La neurociencia muestra que al escribir se activa un circuito específico que conecta áreas de percepción, lenguaje, memoria y control motor. Es decir, escribir no sólo deja constancia de palabras, sino que construye pensamiento. De ahí que hay estudios con universitarios que establecen que los que toman apuntes a mano recuerdan y comprenden mejor porque han tenido que procesar y reformular la información al escribirla en lugar de limitarse a transcribirla.
En los niños, dicen que la diferencia aparece aún más clara. La escritura manual está íntimamente ligada al aprendizaje de la lectura. Al dibujar las letras, el cerebro activa redes semejantes a las que se emplean al reconocerlas en un texto. Es como si, al escribir, el cerebro aprendiera también a leer. Además, es un gimnasio natural para la motricidad fina, el área cerebral que controla los movimientos voluntarios precisos madura hasta alrededor de los diez años, y escribir a mano lo entrena de manera decisiva.
Por eso, más allá de discutir si hay que enseñar o no la caligrafía cursiva, lo esencial es mantener la escritura manual en la escuela. Cambiar demasiado pronto el elemento de escritura manual por la pantalla puede tener un precio alto ya que algunos niños, por falta de práctica, acaban necesitando activar más áreas cerebrales y gastar más energía para escribir.

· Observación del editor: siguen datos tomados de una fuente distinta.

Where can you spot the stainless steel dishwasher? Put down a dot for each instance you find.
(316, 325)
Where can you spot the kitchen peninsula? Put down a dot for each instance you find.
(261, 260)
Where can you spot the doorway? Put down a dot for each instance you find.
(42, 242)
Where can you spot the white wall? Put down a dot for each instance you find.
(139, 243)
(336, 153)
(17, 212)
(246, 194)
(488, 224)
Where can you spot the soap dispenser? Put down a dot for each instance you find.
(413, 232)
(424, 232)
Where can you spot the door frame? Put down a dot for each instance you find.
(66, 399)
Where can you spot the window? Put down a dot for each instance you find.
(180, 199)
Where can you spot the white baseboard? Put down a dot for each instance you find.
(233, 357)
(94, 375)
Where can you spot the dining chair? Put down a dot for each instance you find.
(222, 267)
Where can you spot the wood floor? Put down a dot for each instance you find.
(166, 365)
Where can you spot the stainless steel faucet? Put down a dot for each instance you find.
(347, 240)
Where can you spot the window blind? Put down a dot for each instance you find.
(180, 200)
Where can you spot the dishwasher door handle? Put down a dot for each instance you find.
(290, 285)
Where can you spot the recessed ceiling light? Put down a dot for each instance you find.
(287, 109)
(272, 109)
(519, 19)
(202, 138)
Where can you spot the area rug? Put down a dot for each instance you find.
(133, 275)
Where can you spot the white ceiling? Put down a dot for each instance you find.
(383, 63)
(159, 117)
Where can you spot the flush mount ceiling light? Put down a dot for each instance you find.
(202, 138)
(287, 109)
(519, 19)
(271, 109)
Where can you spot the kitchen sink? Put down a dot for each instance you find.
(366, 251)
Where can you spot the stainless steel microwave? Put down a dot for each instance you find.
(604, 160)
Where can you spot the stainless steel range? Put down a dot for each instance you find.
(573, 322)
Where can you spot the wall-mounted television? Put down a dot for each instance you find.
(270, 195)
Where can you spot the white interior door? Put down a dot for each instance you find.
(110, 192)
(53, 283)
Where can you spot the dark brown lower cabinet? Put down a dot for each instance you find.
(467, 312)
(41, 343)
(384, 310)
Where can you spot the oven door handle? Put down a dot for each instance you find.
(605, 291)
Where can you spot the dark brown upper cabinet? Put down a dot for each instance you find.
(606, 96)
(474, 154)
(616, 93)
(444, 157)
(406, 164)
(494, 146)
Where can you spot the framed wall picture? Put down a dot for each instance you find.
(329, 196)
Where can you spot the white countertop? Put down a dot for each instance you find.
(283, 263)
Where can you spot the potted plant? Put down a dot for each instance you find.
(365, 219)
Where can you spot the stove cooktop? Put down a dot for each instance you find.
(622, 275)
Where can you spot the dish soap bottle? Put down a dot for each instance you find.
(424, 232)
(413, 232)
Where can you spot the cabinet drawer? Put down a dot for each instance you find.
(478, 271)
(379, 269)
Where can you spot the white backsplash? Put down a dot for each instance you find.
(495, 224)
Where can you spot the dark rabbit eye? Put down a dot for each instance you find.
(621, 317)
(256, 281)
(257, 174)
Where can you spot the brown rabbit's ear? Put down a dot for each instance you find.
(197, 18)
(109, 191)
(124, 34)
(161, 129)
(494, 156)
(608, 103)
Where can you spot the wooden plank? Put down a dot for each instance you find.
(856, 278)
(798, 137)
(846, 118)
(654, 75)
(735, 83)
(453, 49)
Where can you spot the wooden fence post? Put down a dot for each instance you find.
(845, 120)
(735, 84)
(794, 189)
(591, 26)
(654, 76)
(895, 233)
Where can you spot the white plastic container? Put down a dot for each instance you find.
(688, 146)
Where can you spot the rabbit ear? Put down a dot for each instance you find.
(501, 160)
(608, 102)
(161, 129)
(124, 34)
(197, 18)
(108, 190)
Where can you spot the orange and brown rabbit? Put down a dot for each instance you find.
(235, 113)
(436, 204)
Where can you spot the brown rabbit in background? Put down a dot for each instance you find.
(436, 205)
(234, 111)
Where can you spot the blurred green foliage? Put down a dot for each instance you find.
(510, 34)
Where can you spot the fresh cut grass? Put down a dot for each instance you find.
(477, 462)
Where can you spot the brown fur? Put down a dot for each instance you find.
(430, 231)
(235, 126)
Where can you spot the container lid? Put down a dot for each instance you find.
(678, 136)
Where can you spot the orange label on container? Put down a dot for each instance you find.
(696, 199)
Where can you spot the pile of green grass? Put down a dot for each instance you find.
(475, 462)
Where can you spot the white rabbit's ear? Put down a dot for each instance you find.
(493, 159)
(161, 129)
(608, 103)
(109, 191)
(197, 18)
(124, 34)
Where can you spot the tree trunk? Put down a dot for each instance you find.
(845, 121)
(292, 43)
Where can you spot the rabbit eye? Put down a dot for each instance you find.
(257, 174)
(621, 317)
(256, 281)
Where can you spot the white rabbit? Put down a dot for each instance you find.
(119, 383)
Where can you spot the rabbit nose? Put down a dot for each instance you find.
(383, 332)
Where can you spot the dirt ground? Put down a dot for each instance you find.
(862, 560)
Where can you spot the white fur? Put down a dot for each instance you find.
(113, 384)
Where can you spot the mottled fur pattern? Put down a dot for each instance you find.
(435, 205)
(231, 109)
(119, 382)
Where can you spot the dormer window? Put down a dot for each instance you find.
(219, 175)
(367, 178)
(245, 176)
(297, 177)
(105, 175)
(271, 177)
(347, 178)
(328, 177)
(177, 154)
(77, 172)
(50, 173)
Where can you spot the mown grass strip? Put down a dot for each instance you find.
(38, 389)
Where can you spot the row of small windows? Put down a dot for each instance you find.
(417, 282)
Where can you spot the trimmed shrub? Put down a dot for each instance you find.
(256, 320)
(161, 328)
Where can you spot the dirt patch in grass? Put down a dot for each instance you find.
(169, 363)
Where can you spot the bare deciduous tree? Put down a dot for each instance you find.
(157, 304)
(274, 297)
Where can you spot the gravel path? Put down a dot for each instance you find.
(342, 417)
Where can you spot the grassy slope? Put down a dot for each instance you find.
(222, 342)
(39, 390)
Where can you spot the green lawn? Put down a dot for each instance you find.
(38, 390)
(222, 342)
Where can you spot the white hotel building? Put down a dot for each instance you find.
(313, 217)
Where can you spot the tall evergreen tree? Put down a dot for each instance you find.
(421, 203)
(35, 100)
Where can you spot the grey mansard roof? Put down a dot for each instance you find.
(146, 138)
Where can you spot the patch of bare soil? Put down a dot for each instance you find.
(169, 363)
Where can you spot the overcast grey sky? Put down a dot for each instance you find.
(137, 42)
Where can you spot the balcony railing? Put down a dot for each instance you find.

En los adultos, es cierto, teclear es más rápido. Pero esa rapidez tiene un coste, pues se observa que pensamos menos lo que escribimos. La mano que avanza sobre el papel obliga a seleccionar, sintetizar y conectar. La página invita además a organizar las ideas de manera visual: esquemas, flechas, márgenes, subrayados... recursos que rara vez aparecen cuando solo tecleamos. Muchos escritores sostienen que la cadencia del trazo acompasa las frases. Esa lentitud favorece concentración y claridad.
Para mí, escribir a mano tiene también un valor emocional. Un diario, una carta, una lista de ideas... me devuelven una relación más íntima con lo que pienso y siento. El gesto de escribir me ancla en lo que estoy viviendo en mi presente, reduce mi dispersión y, a veces, alivia la ansiedad. No es casual que muchas técnicas de autocuidado recomienden «escribir lo que te pasa».
Los dispositivos son útiles: ahorran tiempo, abren puertas, multiplican posibilidades. La clave es sumar, no sustituir. Los niños y jóvenes deben dominar el teclado, sí, pero sin perder el entrenamiento del «puño y letra». Mi pequeño mantra es escribir cada día un poco: un resumen de la lectura que llevo entre manos o una lista de ideas. Confieso, además, que me encanta subrayar los libros. Para algunos es un sacrilegio, para mí es una forma de diálogo: lápiz bien afilado, esquemas, flechas, recuadros...
Entrar en una papelería es para mí un placer adictivo. El olor a papel y a lápiz me electriza. Y aunque escribo mis artículos en el teclado, cuando preparo una charla o una intervención siempre recurro antes al papel: es allí donde concentro, ordeno y doy forma.
Escribir a mano no es nostalgia. Es neurociencia cotidiana al alcance de cualquiera. En los niños, fortalece el aprendizaje de la lectura, la motricidad y la atención. En los adultos, mejora la memoria, ordena el pensamiento y abre espacio a la creatividad y a la calma. El papel y el bolígrafo no compiten con la tecnología sino que la completan.
¿Recuerda cuándo fue la última vez que escribió de su puño y letra un texto largo?